Infatti, come sottolineato piu volte, la stessa varietà può cambiare totalmente risultati anche in parcelle distanti poche centinaia di metri l'una dall'altra. Questo perché la natura geologica del territorio, molto frastagliata e discontinua, potrebbbe casualmente porre del calcare in una zona, e successivamente del granito in un altra come semplice confine di formazione geologica tra due aree.
Un altro fattore sono le condizioni micro-climatiche che influiscono sulle uve, come la presenza o meno, o più ravvicinata rispetto ad una zona nella stessa denominazione, di un fiume o un ruscello, che influirebbero sull'impatto dell'umidità assorbita dalle uve e sui sapori, magari salmastri o lagunari, che esse potrebbero assorbire dalla presenza di un corso d'acqua.

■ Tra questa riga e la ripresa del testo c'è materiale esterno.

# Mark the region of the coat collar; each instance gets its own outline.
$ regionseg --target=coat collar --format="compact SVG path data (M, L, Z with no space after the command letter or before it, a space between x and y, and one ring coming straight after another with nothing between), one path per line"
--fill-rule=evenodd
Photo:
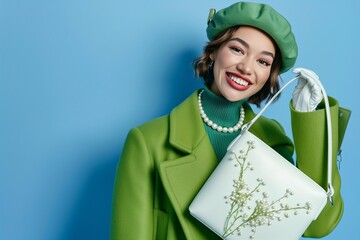
M170 113L170 144L186 153L191 153L206 137L196 104L199 92L194 92Z

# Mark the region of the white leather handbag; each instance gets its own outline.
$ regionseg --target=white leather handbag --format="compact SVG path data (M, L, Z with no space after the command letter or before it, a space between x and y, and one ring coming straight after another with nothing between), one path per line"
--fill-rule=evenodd
M239 136L192 201L191 215L222 239L295 240L332 203L332 137L328 137L327 192L288 160L250 133L257 116L243 126ZM332 136L330 108L324 95L327 134Z

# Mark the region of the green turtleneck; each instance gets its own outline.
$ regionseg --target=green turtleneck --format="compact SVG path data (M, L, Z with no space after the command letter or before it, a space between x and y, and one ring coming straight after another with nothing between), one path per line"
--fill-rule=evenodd
M201 100L203 109L208 118L217 125L223 127L232 127L239 121L240 107L245 101L230 102L224 97L214 94L207 87L204 88ZM239 131L233 133L218 132L209 127L206 123L204 123L204 127L217 158L221 160L224 157L230 142L239 135Z

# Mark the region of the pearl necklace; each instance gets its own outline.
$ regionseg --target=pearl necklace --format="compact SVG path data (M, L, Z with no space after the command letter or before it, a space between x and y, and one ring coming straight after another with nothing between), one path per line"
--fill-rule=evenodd
M211 121L208 116L206 115L204 109L203 109L203 106L202 106L202 103L201 103L201 94L204 92L204 90L202 90L200 93L199 93L199 96L198 96L198 104L199 104L199 109L200 109L200 115L201 115L201 118L203 119L203 121L209 126L211 127L212 129L218 131L218 132L223 132L223 133L232 133L232 132L236 132L238 131L241 126L243 125L244 123L244 119L245 119L245 110L243 108L243 106L241 106L240 108L240 117L239 117L239 121L236 123L235 126L233 127L223 127L223 126L220 126L216 123L214 123L213 121Z

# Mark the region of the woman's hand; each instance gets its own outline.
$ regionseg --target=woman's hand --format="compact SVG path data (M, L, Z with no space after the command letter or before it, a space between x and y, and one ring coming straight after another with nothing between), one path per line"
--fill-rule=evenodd
M318 75L305 68L295 68L294 73L299 75L298 83L292 95L292 104L296 111L311 112L323 99L321 89L317 84Z

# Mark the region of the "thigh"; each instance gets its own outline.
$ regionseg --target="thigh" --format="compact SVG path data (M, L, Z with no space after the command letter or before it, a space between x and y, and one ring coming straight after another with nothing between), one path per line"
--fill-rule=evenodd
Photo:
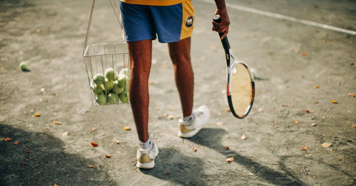
M125 41L137 41L156 38L149 6L120 1L120 10Z

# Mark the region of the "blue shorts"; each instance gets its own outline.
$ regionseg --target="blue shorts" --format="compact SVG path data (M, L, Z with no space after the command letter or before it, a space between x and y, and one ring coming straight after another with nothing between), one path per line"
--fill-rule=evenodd
M129 4L120 2L125 40L155 40L161 43L178 41L192 36L194 9L190 0L171 6Z

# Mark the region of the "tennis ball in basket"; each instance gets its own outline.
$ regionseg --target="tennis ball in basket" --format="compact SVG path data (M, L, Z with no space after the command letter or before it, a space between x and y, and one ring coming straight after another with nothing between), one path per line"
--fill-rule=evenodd
M19 67L20 67L20 69L21 69L22 71L25 71L27 69L27 63L25 61L23 61L20 63L20 64L19 65Z
M98 85L96 84L94 85L94 93L96 94L101 94L105 91L105 89L104 88L104 86L101 84L100 85Z
M114 82L114 83L115 84L114 86L114 88L111 89L111 91L112 91L112 92L117 95L120 94L124 91L124 87L121 87L119 84L119 82L117 81L115 81Z
M116 104L117 103L117 94L115 93L110 93L108 94L108 103L110 104Z
M120 70L120 72L119 73L119 74L126 74L126 76L130 76L130 71L129 69L128 68L124 68Z
M108 78L109 80L116 80L119 76L119 73L117 72L112 68L106 68L104 72L105 75L105 77Z
M253 77L256 77L257 76L257 71L255 68L251 68L250 69L251 70L251 72L252 73L252 75L253 76Z
M130 80L129 79L129 77L125 74L119 74L119 78L117 78L117 82L122 87L125 87L129 85L129 82Z
M105 87L105 89L107 91L109 91L112 89L114 85L114 81L111 80L109 80L107 78L105 78L105 83L104 84L104 86Z
M129 99L127 98L127 95L126 94L126 91L124 91L122 93L120 94L120 100L121 102L122 103L127 103L129 101Z
M98 73L95 74L93 78L95 84L99 85L104 83L104 76L101 74Z
M100 105L104 105L106 104L106 97L104 94L98 94L95 99L96 103Z

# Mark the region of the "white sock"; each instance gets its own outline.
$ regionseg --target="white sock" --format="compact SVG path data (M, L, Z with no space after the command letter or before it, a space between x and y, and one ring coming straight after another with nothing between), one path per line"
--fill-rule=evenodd
M190 115L188 115L186 117L183 117L183 122L188 122L189 123L192 123L194 121L194 119L195 119L195 117L194 116L194 114L192 113Z
M138 144L140 145L140 148L143 149L148 149L151 150L153 147L153 143L151 140L151 136L149 136L148 139L147 140L147 141L145 143L138 140Z

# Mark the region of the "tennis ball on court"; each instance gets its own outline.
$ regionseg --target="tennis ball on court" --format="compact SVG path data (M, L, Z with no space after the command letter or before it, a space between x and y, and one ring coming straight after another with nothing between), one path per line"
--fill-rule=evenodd
M108 94L108 103L110 104L116 104L117 103L117 95L114 93Z
M115 85L111 91L112 91L113 92L117 95L120 94L124 91L124 87L121 87L119 84L119 82L117 81L115 81L114 82L114 83Z
M93 78L95 84L99 85L104 83L104 76L101 74L98 73L95 74Z
M105 87L105 89L107 91L109 91L112 89L114 85L114 81L112 80L109 80L107 78L105 78L105 83L104 84L104 87Z
M119 77L119 73L112 68L106 68L104 72L104 74L105 75L105 77L109 80L116 80Z
M120 100L122 103L127 103L129 102L128 95L127 94L126 91L124 91L122 93L120 94Z
M126 74L126 76L130 76L130 71L129 69L128 68L124 68L120 70L120 72L119 73L119 74Z
M129 85L129 77L125 74L120 74L119 75L119 78L117 78L117 82L122 87L125 87Z
M104 105L106 104L106 97L104 94L100 94L96 95L95 98L96 103L100 105Z
M101 94L105 91L105 89L104 88L104 86L101 84L100 85L98 85L96 84L94 85L94 89L93 90L94 91L94 93L96 94Z
M252 73L252 75L253 76L253 77L256 77L257 75L257 71L255 68L251 68L250 69L251 70L251 72Z
M20 69L21 69L21 70L25 71L27 69L28 67L27 63L26 62L23 61L20 63L20 64L19 65L19 67L20 67Z

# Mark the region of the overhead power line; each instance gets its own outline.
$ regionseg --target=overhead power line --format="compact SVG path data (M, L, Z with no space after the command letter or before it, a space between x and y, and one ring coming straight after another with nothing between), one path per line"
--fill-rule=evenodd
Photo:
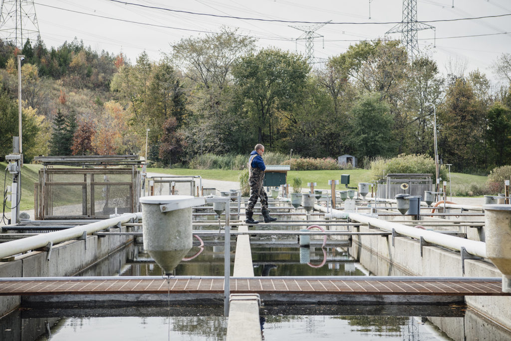
M76 13L79 14L83 14L84 15L89 15L90 16L94 16L99 18L102 18L103 19L108 19L109 20L113 20L118 21L122 21L124 22L127 22L128 24L134 24L136 25L144 25L145 26L153 27L159 27L160 28L170 29L171 30L178 30L181 31L188 31L190 32L194 32L201 33L208 33L210 34L217 34L219 32L214 32L212 31L204 31L202 30L193 30L192 29L185 29L181 27L175 27L173 26L167 26L165 25L159 25L155 24L149 24L148 22L143 22L142 21L136 21L131 20L127 20L126 19L121 19L120 18L114 18L113 17L107 16L105 15L100 15L99 14L94 14L92 13L86 13L85 12L80 12L80 11L75 11L74 10L71 10L67 8L63 8L62 7L58 7L56 6L52 6L49 5L46 5L45 4L40 4L39 3L34 2L34 4L37 5L38 6L45 6L47 7L50 7L51 8L54 8L55 9L61 10L62 11L65 11L67 12L71 12L73 13ZM452 39L455 38L469 38L471 37L482 37L484 36L491 36L491 35L498 35L501 34L509 34L511 32L500 32L498 33L487 33L487 34L472 34L470 35L463 35L463 36L456 36L453 37L437 37L436 39ZM254 36L254 35L249 35L246 34L236 34L235 35L239 37L247 37L250 38L257 38L258 39L267 39L271 40L280 40L283 41L294 41L295 39L292 38L280 38L278 37L265 37L261 36ZM375 38L375 39L378 39L378 38ZM419 39L420 40L431 40L433 38L425 38ZM365 41L368 40L371 40L370 38L368 39L324 39L325 41L331 41L331 42L336 42L336 41Z
M125 5L130 5L134 6L138 6L140 7L144 7L144 8L149 8L151 9L157 9L162 11L168 11L169 12L174 12L176 13L186 13L187 14L193 14L194 15L204 15L206 16L213 16L217 18L227 18L229 19L241 19L242 20L253 20L259 21L268 21L270 22L285 22L287 24L326 24L327 21L303 21L299 20L280 20L277 19L264 19L263 18L250 18L245 17L241 16L235 16L232 15L220 15L219 14L213 14L211 13L199 13L197 12L191 12L190 11L183 11L182 10L174 10L170 8L166 8L165 7L159 7L158 6L150 6L147 5L142 5L142 4L135 4L133 3L128 3L125 1L121 1L120 0L107 0L107 1L110 1L113 3L118 3L119 4L122 4ZM477 19L485 19L487 18L498 18L500 17L508 16L511 15L511 13L507 13L506 14L499 14L497 15L485 15L484 16L478 16L478 17L473 17L470 18L458 18L457 19L439 19L437 20L421 20L421 22L440 22L445 21L457 21L463 20L475 20ZM387 25L390 24L402 24L402 21L385 21L385 22L375 22L374 21L365 21L365 22L349 22L349 21L330 21L328 22L328 24L333 24L333 25Z

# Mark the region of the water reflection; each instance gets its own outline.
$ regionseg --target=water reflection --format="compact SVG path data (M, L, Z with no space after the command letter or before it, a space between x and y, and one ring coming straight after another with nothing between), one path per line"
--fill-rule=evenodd
M252 259L256 276L367 274L345 248L252 247Z
M226 327L226 319L220 316L71 318L36 339L223 340Z
M450 340L426 320L388 316L268 316L266 339Z

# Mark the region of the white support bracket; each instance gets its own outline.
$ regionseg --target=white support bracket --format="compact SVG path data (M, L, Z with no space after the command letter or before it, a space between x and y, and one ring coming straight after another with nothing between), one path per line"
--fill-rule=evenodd
M422 257L422 247L423 246L434 246L434 244L432 244L431 243L428 243L424 240L424 237L422 236L421 236L421 257Z
M50 257L52 255L52 249L53 248L53 242L49 242L45 246L39 247L35 249L36 251L46 251L48 255L46 257L46 260L50 261Z
M78 240L83 240L83 242L84 242L84 243L85 244L85 250L86 250L87 249L87 232L86 231L83 231L83 233L82 234L82 235L81 236L79 237L77 239L78 239Z
M264 307L264 303L261 299L259 293L231 293L229 298L229 305L233 301L253 301L257 300L260 307Z
M463 275L465 274L466 259L483 259L482 257L469 254L463 246L461 246L461 247L460 253L461 254L461 270L463 271Z

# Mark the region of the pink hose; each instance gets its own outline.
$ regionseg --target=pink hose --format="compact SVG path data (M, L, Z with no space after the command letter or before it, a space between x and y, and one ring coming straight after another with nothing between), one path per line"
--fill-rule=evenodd
M319 225L311 225L310 226L307 228L307 230L310 230L311 229L314 229L316 228L316 229L319 229L322 232L324 232L324 229L321 227ZM324 245L327 244L327 235L325 235L323 237L323 245L321 245L321 247L324 247Z
M326 238L326 237L327 236L325 236ZM319 265L315 265L309 262L307 263L308 265L311 267L321 267L324 265L324 263L327 262L327 250L324 249L324 247L321 247L321 249L323 250L323 261L321 262L321 264Z
M314 229L314 228L316 229L319 229L322 232L324 232L324 229L321 227L319 225L311 225L310 226L307 228L307 230L310 230L311 229ZM323 261L321 262L318 265L315 265L312 264L310 262L307 263L307 265L311 267L321 267L323 266L325 263L327 262L327 251L324 249L324 245L327 244L327 235L323 236L323 245L321 245L321 249L323 250Z

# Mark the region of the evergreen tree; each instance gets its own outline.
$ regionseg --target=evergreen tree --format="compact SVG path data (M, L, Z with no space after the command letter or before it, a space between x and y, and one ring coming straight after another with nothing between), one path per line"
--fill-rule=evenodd
M73 137L77 128L76 114L72 112L66 117L59 109L53 125L50 153L52 155L71 155Z

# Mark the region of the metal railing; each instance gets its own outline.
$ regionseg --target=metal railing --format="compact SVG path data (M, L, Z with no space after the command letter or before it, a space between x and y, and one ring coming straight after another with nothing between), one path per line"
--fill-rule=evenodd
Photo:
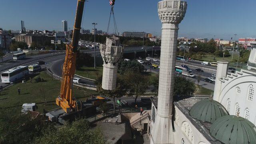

Una stessa denominazione a volte può occupare più valli ad esempio, dove ci sia o meno un corso d'acqua, o che siano semplicemente orientate su diversi assi geografici della rosa dei venti. Questo farebbe si che la ventilazione, e a volte il tipo di vento, possa differire in modo sostanziale da valle a valle, cambiando cosi sia l'aspetto organolettico delle uve, sia i processi di maturazione delle uve o i tempi di infiorescenza. Anche i processi di lavorazione riguardano queste differenziazioni.
Se dal punto di vista del profano, queste differenze sembrano esagerate, dal punto di vista dell'appassionato o di quello degli addetti ai lavori invece, queste differenze sono sostanziali, anche perché sugli scarti più o meno qualitativi dei vini, anche appartenenti alla stessa denominazione, si giocano spesso le sorti delle aziende e dei suoi lavoratori.
Cosa è una sottodenominazione
Una sottodenominazione può essere varietale, tipologica o zonale, per indicare peculiarità specifiche di una zona particolare.
Nel caso delle varietali, si intende usare la sottodenominazione per indicare delle differenziazioni precise, all'interno della medesima denominazione d'origine, riguardo all'assemblaggio utilizzato. Molti disciplinari infatti lasciano discreti margini nelle percentuali, e in alcuni casi, dove un determinato assemblaggio risulta più efficacie, può consentire una sottodenominazione che indichi il vitigno utilizzato. Questa sottodenominazione è molto usata in Italia, dove l'indicazione varietale è più sentita.
Anche la sottodenominazione tipologica è molto usata per indicare, nella stessa denominazione, differenze sostanziali nella vinificazione. Un esempio concreto è l'indicazione, sotto la stessa denominazione e magari varieta di uva, dell'indicazione Vin Santo per indicare un vino dolce, o passito per indicare un metodo di lavorazione delle uve. Questo fornisce un'indicazione essenziale al consumatore al momento dell'acquisto.
La sottodenominazione zonale invece è meno usata, anche grazie all'uso dei DOCG, ma in alcune denominazioni valgono autorizzate le sottodenominazioni indicate come sottozone, da apporre in etichetta, proprio per indicare specifiche aree ristrette con dei livelli qualitativi piu alti rispetto a quelli medi della stessa denominazione. Per un esempio si possono citare le varie sottozone dei Colli Bolognesi, o della Vernaccia di San Gimignano.